We then moved to reconstruct the species tree based on an as broad representation of the genome as possible. To this end, we extracted alignments including variant and invariant sites for non-overlapping 10 kb windows. We henceforth refer to these windowed data as “loci”. Analyses included only loci that fulfilled filtering criteria for read depth, alignment length, data missingness (see Materials and Methods), and absence of evidence for intra-locus recombination. Furthermore, we sub-sampled filtered loci to be at least 10 kb apart to ensure free inter-locus recombination. Depending on filtering strategy, this left us with 5,267–6,791 loci with total alignment lengths of 34,556–52,243 kb (supplementary table S2, Supplementary Material online). We identified branches in the “anomaly zone” (Degnan and Rosenberg 2006) in several clades of wheatears: in the hispanica and picata complexes, and in the isabellina clade (fig. 1). Nevertheless, the polytomy test based on local quartet supports in ASTRAL-III showed no evidence for polytomies in the species tree (P = 0 for all branches). The ML tree based on concatenated data and the multispecies coalescent-based species tree were fully supported and in agreement both with each other (except the position of Thamnolaea cinnamomeiventris within the sub-Saharan clade) and with the tree based on BUSCO (supplementary fig. S1b, Supplementary Material online). Finally, a SNP-based species tree estimated in SVDquartets mostly confirmed the sequence-based results (supplementary fig. S2, Supplementary Material online). The only three disagreements (position of Oenanthe leucura and Oenanthe leucopyga, position of Oenanthe bottae and Oenanthe pileata, and position of T. cinnamomeiventris) were poorly supported in the SNP-based analysis and are likely a result of high levels of ILS under which sequence-based approaches are more accurate than approaches based on SNP data alone (Chou et al. 2015).

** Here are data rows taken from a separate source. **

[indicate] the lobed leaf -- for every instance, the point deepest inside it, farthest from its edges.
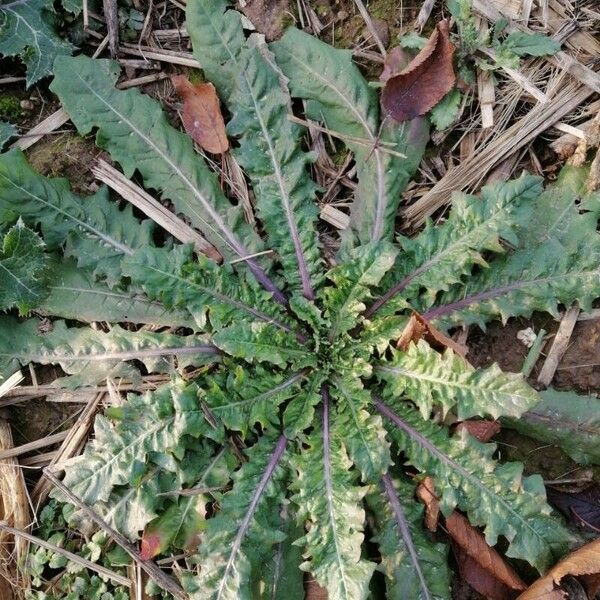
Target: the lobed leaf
(429, 378)
(76, 296)
(329, 499)
(242, 524)
(27, 29)
(203, 288)
(352, 280)
(415, 567)
(23, 269)
(441, 255)
(135, 131)
(337, 94)
(93, 230)
(90, 356)
(494, 496)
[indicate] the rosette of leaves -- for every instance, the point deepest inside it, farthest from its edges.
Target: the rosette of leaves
(305, 422)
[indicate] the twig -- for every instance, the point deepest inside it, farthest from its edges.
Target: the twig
(383, 146)
(47, 441)
(88, 564)
(367, 18)
(49, 124)
(559, 345)
(161, 578)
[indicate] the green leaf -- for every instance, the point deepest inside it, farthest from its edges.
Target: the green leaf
(494, 496)
(27, 28)
(242, 397)
(300, 411)
(269, 143)
(242, 524)
(94, 230)
(329, 499)
(177, 525)
(439, 257)
(363, 433)
(352, 280)
(135, 131)
(556, 262)
(447, 380)
(75, 295)
(7, 131)
(415, 567)
(262, 342)
(445, 112)
(23, 269)
(177, 280)
(338, 95)
(280, 574)
(132, 452)
(530, 44)
(565, 419)
(91, 356)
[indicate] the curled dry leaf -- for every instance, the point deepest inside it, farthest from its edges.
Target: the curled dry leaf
(585, 561)
(425, 81)
(472, 542)
(582, 508)
(426, 494)
(201, 116)
(418, 328)
(481, 430)
(480, 579)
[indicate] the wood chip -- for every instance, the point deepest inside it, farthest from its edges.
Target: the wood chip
(559, 345)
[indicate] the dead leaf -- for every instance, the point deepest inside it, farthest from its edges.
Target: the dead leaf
(480, 579)
(267, 16)
(418, 328)
(472, 542)
(426, 494)
(425, 81)
(582, 508)
(481, 430)
(201, 116)
(585, 561)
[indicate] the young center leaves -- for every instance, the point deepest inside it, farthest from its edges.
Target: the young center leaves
(283, 441)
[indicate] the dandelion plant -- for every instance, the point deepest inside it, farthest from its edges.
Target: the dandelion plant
(292, 431)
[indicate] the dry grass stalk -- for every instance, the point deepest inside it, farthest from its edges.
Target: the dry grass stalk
(169, 56)
(48, 125)
(71, 446)
(561, 59)
(146, 79)
(12, 452)
(12, 382)
(120, 579)
(152, 208)
(470, 172)
(14, 509)
(559, 345)
(335, 217)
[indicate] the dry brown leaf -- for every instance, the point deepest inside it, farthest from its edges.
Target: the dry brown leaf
(418, 328)
(425, 81)
(481, 580)
(585, 561)
(201, 116)
(481, 430)
(426, 494)
(472, 542)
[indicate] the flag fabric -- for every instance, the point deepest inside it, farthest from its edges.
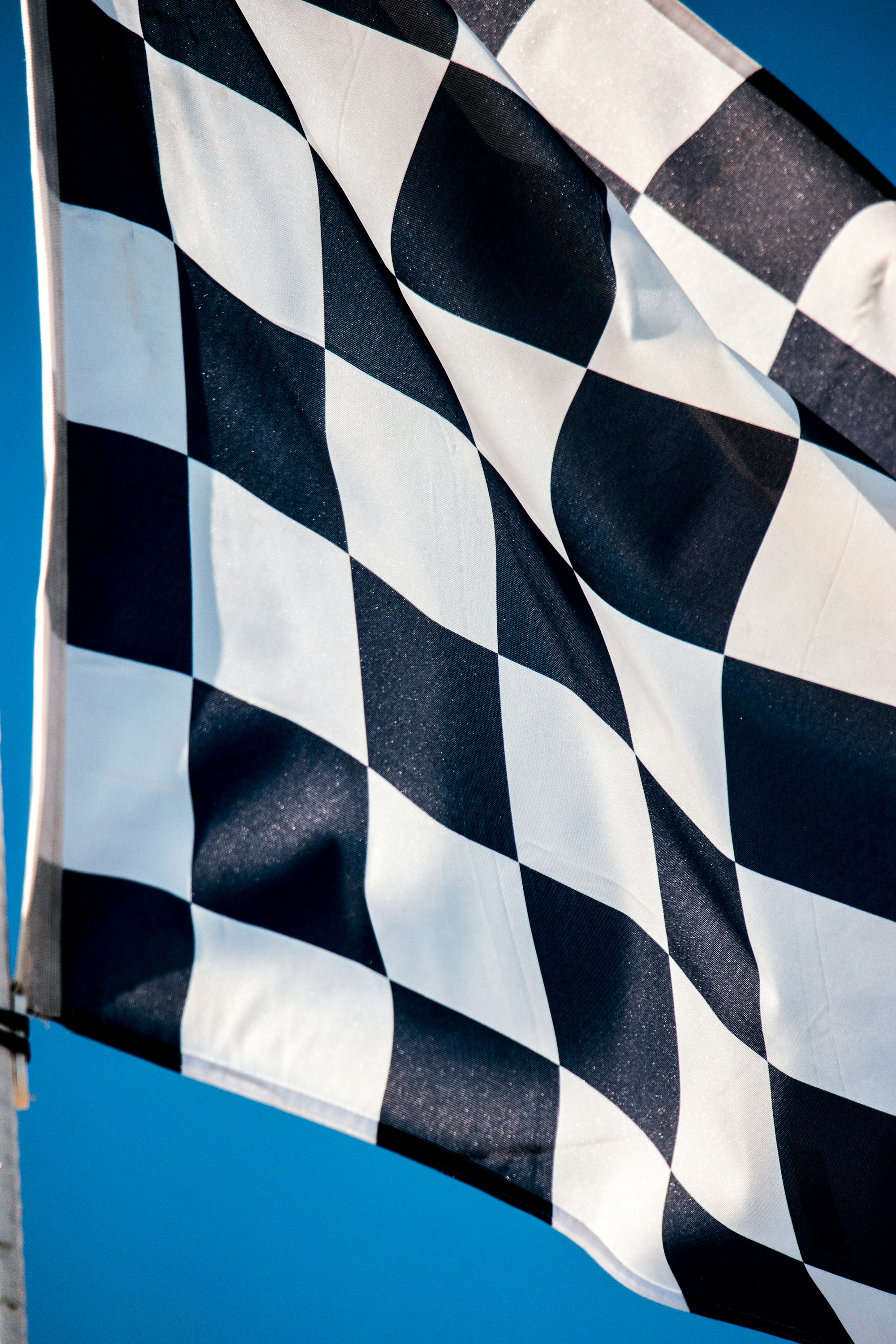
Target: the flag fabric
(465, 690)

Mitogenomic Relationships and Mito-Nuclear Discordances
We were interested in whether previously inferred relationships based predominantly on single mitochondrial genes (Aliabadian et al. 2012; Schweizer and Shirihai 2013; Alaei Kakhki et al. 2016) were supported by full mitogenomes and in inferring mito-nuclear discordances.
Mitogenomic relationships were in remarkable agreement with previously inferred phylogenetic relationships based predominantly on individual mitochondrial genes (Aliabadian et al. 2012; Schweizer and Shirihai 2013; Alaei Kakhki et al. 2016), yet showed several discordances with the species tree recovered from nuclear data (fig. 2). Mito-nuclear discordances in wheatears were found in several places across the species tree but were mostly restricted to the placements of tip taxa: 1) In the lugens complex, nuclear data placed Oenanthe lugens persica within the complex, whereas the mitogenome placed it with Oenanthe xanthoprymna and Oenanthe chrysopygia. 2) In the picata complex, Oenanthe albonigra that by mitochondrial data was considered a sister taxon to the picata complex, was placed within the latter as a sister taxon to the phenotypically almost identical Oenanthe picata picata by nuclear data. 3) In the hispanica complex, Oenanthe cypriaca was placed as sister to either O. melanoleuca or Oenanthe pleschanka in nuclear and mitogenomic data, respectively. 4) In the isabellina clade, Oenanthe heuglini clustered as sister to either Oenanthe isabellina or O. bottae by nuclear or mitogenomic data, respectively. 5) Moreover, O. leucura and O. leucopyga formed a sister clade to the Oenanthe lugubris/lugentoides clade according to the nuclear species tree, but mitogenomes placed them consecutively at the root of the clade including Oenanthe finschi and the lugens complex. To understand whether nuclear gene trees were entirely discordant with mitogenomic relationships or in part reflected the latter, for each of the above discordances we checked for nuclear gene trees that agreed with the mitogenomic tree. This showed that for most of the mito-nuclear discordances, roughly 15% of the gene trees agreed with the mitogenomic relationships (picata complex: 14.40%, 4,282 of 29,730 gene trees; hispanica complex: 13.13%, 3,905 of 29,730 gene trees; isabellina clade: 15.71%, 4,671 of 29,730 gene trees; lugens complex: 2.77%, 824 of 29,730 gene trees).
Time Trees
In addition to species’ relationships, we were interested in understanding the time scales at which species diverged. Due to the lack of appropriate fossils, we resorted to first estimating a time-calibrated mitochondrial phylogeny based on the 13 mitochondrial protein-coding genes, for which substitution rates are available (Lerner et al. 2011). The analysis in BEAST 2.6.6 showed high convergence of all parameters in three independent runs after 25% of the trees were discarded as burn-in (ESS >300). The results showed a high agreement with previous results obtained from single genes (Alaei Kakhki et al. 2016), dating the origin of open-habitat chats to the Miocene about 5.67 million years ago (Ma) [95% highest posterior density (HPD): 5.32–6.06 Ma]. The diversification of wheatears (genus Oenanthe) started about 5.09 Ma (95% HPD: 4.75–5.44 Ma) (fig. 1, supplementary fig. S3, Supplementary Material online).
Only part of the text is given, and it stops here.